Por que então o capitalismo é visto por alguns como um mal?
Toda recessão,
não importa se severa ou branda, produz questionamentos sobre se estamos
realmente fazendo o melhor que podemos. Isso não é ruim. Um dos temas de
"A Imaginação Econômica" é que os gênios da economia sempre pensaram
que nós poderíamos fazer melhor.
Mas não acho
que esses protestos sejam comparáveis às demonstrações de fúria que foram
vistas durante a Grande Depressão, nos anos 30. Hoje, há uma rede de proteção
muito maior. Muitos países podem proteger a população.
É o caso do Brasil?
Sim. A grande
motivação de John Maynard Keynes e Irving Fisher para advogar pela intervenção
estatal como modo de limitar a recessão - opondo-se à ideia de Friedrich Hayek e
Joseph Schumpeter de deixar a natureza seguir seu curso - era evitar os riscos
políticos.
Não é que eles
pensassem que a economia não se recuperaria sozinha, mas que as pessoas iriam
buscar soluções que tornariam os desastres piores. Na América Latina, o maior
risco político sempre foi o populismo. Na Europa Ocidental e na Ásia, o
comunismo.
A sra. diria que o socialismo perdeu a batalha como alternativa
ideológica?
O que está
falido é a ideia de que um sistema controlado pelo governo poderá produzir uma
performance econômica superior, uma performance social superior.
Essa
grandiosidade, a não ser para um número pequeno de pessoas, está morta por ora.

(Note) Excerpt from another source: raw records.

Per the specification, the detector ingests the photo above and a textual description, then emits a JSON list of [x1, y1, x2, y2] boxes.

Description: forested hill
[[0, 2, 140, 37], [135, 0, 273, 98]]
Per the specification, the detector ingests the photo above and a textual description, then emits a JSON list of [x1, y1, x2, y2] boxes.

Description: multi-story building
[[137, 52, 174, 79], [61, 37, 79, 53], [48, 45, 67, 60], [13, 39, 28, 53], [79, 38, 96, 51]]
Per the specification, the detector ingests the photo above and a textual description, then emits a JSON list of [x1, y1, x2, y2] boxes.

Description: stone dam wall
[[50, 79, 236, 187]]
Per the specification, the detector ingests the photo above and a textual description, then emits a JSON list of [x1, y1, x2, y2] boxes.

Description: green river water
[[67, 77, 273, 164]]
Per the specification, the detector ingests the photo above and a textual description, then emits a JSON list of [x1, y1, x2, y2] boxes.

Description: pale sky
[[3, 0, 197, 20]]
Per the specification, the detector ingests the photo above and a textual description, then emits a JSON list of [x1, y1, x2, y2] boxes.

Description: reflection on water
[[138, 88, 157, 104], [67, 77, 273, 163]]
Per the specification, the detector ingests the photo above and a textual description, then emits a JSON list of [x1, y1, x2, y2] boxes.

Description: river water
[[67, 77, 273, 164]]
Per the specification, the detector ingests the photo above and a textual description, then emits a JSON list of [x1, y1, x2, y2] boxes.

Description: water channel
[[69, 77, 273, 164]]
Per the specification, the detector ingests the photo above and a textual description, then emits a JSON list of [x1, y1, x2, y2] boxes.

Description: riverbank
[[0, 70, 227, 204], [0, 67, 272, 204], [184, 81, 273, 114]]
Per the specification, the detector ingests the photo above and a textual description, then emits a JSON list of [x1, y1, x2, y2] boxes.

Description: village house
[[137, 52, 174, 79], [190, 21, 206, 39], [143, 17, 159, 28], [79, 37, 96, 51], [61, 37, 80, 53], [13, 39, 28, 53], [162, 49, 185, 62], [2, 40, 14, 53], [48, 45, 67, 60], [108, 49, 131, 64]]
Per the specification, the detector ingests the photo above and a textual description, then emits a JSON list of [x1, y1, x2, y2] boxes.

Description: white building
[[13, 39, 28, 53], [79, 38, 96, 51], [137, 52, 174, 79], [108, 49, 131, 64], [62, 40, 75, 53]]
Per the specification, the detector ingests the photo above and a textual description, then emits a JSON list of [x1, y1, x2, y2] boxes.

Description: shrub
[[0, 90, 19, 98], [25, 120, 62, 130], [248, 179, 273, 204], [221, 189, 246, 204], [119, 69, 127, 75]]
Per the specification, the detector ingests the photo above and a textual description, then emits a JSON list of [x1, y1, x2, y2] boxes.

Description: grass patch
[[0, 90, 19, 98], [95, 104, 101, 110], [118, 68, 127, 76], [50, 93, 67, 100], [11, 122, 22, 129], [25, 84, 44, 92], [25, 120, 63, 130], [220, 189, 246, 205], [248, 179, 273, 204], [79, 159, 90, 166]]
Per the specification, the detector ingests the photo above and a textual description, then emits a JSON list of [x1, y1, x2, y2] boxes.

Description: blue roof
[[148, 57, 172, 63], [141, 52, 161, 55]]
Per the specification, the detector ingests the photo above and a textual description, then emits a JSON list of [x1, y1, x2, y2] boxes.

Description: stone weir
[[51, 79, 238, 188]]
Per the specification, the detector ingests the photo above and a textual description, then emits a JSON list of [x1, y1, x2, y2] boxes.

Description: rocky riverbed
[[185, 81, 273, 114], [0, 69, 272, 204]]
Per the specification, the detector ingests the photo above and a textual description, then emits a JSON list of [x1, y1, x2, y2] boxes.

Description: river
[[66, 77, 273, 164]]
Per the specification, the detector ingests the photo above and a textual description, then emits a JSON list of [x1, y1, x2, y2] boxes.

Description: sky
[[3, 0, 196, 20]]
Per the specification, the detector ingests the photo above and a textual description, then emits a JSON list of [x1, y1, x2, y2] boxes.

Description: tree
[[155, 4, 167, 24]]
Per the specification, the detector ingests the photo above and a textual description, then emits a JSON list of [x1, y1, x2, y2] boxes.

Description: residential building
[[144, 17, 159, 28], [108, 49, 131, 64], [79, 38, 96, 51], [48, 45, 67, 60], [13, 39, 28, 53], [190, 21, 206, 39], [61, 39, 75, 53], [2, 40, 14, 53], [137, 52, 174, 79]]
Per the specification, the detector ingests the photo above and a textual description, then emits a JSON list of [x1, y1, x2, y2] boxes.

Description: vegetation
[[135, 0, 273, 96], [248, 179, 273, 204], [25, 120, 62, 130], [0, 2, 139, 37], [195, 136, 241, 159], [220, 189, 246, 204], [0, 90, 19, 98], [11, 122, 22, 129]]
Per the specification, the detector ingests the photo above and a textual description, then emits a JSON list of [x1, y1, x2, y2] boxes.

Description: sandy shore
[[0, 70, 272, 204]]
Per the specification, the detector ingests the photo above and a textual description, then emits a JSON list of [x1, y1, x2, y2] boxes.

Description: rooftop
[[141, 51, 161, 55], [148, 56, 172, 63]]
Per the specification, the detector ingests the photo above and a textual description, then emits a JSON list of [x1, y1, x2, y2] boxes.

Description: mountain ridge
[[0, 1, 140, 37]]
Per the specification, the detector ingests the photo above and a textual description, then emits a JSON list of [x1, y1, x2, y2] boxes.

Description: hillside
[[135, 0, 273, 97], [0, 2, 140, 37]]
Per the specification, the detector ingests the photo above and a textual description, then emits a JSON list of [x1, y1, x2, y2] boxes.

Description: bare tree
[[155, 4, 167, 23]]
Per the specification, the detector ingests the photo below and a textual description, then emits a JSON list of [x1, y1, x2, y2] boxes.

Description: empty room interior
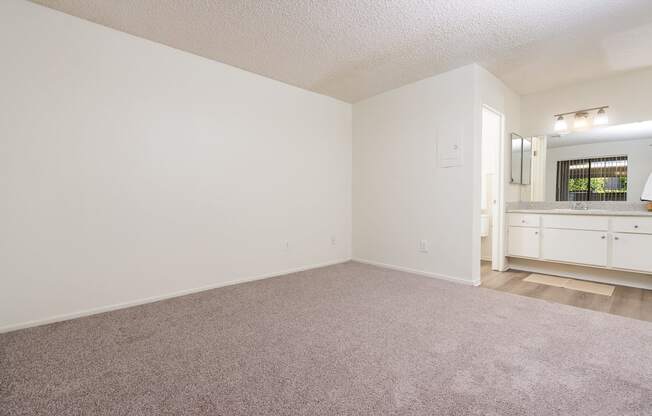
[[0, 0, 652, 416]]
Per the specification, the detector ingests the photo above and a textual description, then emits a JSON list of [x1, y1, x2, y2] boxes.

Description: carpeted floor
[[0, 263, 652, 416]]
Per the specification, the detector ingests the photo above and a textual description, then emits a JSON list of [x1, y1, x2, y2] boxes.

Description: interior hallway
[[481, 261, 652, 322]]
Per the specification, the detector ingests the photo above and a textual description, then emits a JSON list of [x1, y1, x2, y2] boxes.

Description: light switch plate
[[437, 125, 464, 168]]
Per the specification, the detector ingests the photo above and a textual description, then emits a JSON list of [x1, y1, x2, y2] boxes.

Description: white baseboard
[[0, 258, 351, 334], [351, 257, 480, 286]]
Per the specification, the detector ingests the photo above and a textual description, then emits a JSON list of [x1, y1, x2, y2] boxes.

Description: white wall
[[521, 68, 652, 136], [546, 138, 652, 202], [0, 0, 352, 330], [473, 65, 522, 276], [353, 65, 480, 282], [477, 66, 522, 202]]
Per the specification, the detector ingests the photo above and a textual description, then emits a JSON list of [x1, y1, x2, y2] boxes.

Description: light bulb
[[555, 116, 568, 132], [593, 108, 609, 126]]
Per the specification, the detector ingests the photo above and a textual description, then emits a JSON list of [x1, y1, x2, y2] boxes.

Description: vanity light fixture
[[555, 105, 609, 133], [573, 111, 589, 130]]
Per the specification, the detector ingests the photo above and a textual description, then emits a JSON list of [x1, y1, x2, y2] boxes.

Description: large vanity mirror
[[510, 133, 532, 185], [524, 121, 652, 202]]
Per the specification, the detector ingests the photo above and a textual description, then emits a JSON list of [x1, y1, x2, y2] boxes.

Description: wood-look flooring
[[481, 261, 652, 322]]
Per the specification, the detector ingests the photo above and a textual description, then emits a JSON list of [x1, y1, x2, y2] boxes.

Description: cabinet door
[[541, 228, 607, 267], [611, 233, 652, 273], [507, 227, 540, 258]]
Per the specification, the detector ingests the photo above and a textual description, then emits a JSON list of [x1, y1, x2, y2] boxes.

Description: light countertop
[[507, 209, 652, 217]]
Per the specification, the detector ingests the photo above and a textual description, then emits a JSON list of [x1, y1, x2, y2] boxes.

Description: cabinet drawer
[[541, 228, 608, 267], [541, 215, 609, 231], [507, 213, 541, 227], [507, 227, 541, 259], [611, 233, 652, 273], [612, 217, 652, 234]]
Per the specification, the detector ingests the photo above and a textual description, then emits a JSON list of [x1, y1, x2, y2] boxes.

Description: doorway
[[480, 105, 505, 271]]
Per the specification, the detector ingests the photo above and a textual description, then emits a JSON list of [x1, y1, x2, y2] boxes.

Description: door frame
[[480, 104, 507, 271]]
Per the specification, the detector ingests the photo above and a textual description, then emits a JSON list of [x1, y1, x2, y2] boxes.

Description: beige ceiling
[[29, 0, 652, 102]]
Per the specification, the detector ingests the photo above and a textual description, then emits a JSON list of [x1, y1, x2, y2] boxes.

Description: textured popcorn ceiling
[[30, 0, 652, 102]]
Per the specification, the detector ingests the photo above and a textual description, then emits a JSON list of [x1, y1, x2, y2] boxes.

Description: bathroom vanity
[[507, 209, 652, 286]]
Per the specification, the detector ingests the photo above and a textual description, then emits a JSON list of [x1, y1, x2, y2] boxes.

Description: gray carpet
[[0, 263, 652, 416]]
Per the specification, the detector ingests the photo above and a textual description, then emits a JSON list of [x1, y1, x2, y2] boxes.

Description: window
[[557, 156, 627, 201]]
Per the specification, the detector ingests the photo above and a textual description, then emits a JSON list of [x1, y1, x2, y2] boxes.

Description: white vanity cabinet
[[541, 228, 608, 267], [507, 213, 652, 273], [507, 227, 541, 258]]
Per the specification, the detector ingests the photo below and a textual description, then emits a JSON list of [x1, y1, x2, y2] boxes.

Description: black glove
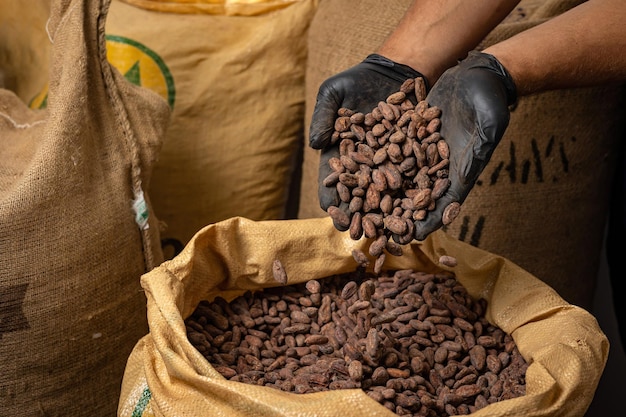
[[415, 51, 517, 240], [309, 54, 421, 231]]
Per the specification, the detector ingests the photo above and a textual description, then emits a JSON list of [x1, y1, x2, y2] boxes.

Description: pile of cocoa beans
[[322, 77, 460, 273], [186, 263, 527, 417]]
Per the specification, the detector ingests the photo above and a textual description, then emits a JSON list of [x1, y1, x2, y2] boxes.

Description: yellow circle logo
[[30, 35, 176, 109]]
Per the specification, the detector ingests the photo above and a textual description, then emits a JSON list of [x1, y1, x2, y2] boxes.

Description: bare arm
[[484, 0, 626, 96], [378, 0, 520, 85]]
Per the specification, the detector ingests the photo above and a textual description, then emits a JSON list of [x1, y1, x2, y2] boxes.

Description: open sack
[[118, 217, 609, 417]]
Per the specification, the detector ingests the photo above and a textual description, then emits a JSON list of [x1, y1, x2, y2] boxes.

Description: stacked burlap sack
[[0, 0, 318, 252], [298, 0, 626, 309], [118, 218, 609, 417], [0, 0, 169, 417]]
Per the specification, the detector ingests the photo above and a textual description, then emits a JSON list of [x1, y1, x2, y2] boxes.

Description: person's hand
[[309, 54, 421, 231], [415, 51, 517, 240]]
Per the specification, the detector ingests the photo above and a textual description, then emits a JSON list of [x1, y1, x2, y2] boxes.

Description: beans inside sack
[[186, 261, 527, 416]]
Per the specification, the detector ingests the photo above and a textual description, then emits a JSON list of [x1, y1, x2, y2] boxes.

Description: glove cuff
[[462, 51, 517, 106], [363, 54, 430, 92]]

A ideia de que há um modelo único que será seguido por todos para atingir
sucesso econômico não é comprovada por evidência empírica.
Mas, se você
está falando sobre socialismo como aquele do Estado de bem-estar social, acho
que ele está aqui para ficar.
Recentemente você citou "O Capital", de Marx, como um dos
piores livros já escritos.
Eu me diverti
enquanto escrevia sobre marxismo. Marx era realmente esperto. Mas,
infelizmente, ele nunca entendeu, ou quis entender, a coisa a que ele se
dedicava, que era a economia inglesa.
Estudei
economia depois de me formar em literatura. Estava em desvantagem. Era tão
difícil, para mim, que nunca terminei meu PhD. Mas fiquei chocada quando
percebi que Marx não entendeu conceitos básicos, como a ideia de juros. Os
erros dele são tão elementares!
As pessoas têm suspeitado da economia como ciência, dizendo que não
previu a crise.
Fazemos o
melhor em termos de resolver as questões econômicas, e não há uma alternativa
real ao pensamento econômico. Não é como na psicologia ou na engenharia, em que
teorias competiram por território.
Você disse durante uma entrevista que, se pudesse escolher um livro para
o presidente dos EUA ler, seria "A Imaginação Econômica". Em que essa
leitura mudaria a política econômica americana?
Eu disse isso?
[Risos] Foi realmente sagaz. Acho que, em tempos de crise, ter liderança é
realmente importante.
As políticas de
Franklin D. Roosevelt não fizeram nada para terminar com a Grande Depressão. As
de Herbert Hoover, idem. As pessoas não sabiam o que fazer. Mas eles exalavam
otimismo - não um otimismo ingênuo, de que o céu está limpo, mas a confiança de
que, na economia de mercado e na democracia, há fundamento para sermos
otimistas.
O que eu
gostaria de ver é o presidente dos EUA, seja ele quem for, inspirar esse tipo
de confiança. Será útil para as pessoas enxergarem que esse não é o fim do
progresso. É um problema solucionável.
Na Europa, a impressão que se tem é de que não há solução.
Me surpreende
que ainda haja quem argumente que não fazer nada é melhor do que fazer. Que
equilibrar o Orçamento é prioridade máxima. Essa ideia não funcionou nos anos
1930!
As pessoas
falam em uma "crise europeia", mas hoje há coisas como o
seguro-desemprego. A crise não está causando o tipo de sofrimento visto na
década de 30. Agora, há um grande colchão. Eles [os europeus] são tão ricos! As
pessoas têm tempo de pensar no que funciona melhor. Não foi assim nos EUA.
Estive na
Polônia, no outono passado. Todas as vitrines, nos shoppings, tinham como alvo
o público jovem. Todas tinham descontos para estudantes. Minha filha me
perguntou: "Ei, mãe, mas como estudantes conseguem comprar aqui?"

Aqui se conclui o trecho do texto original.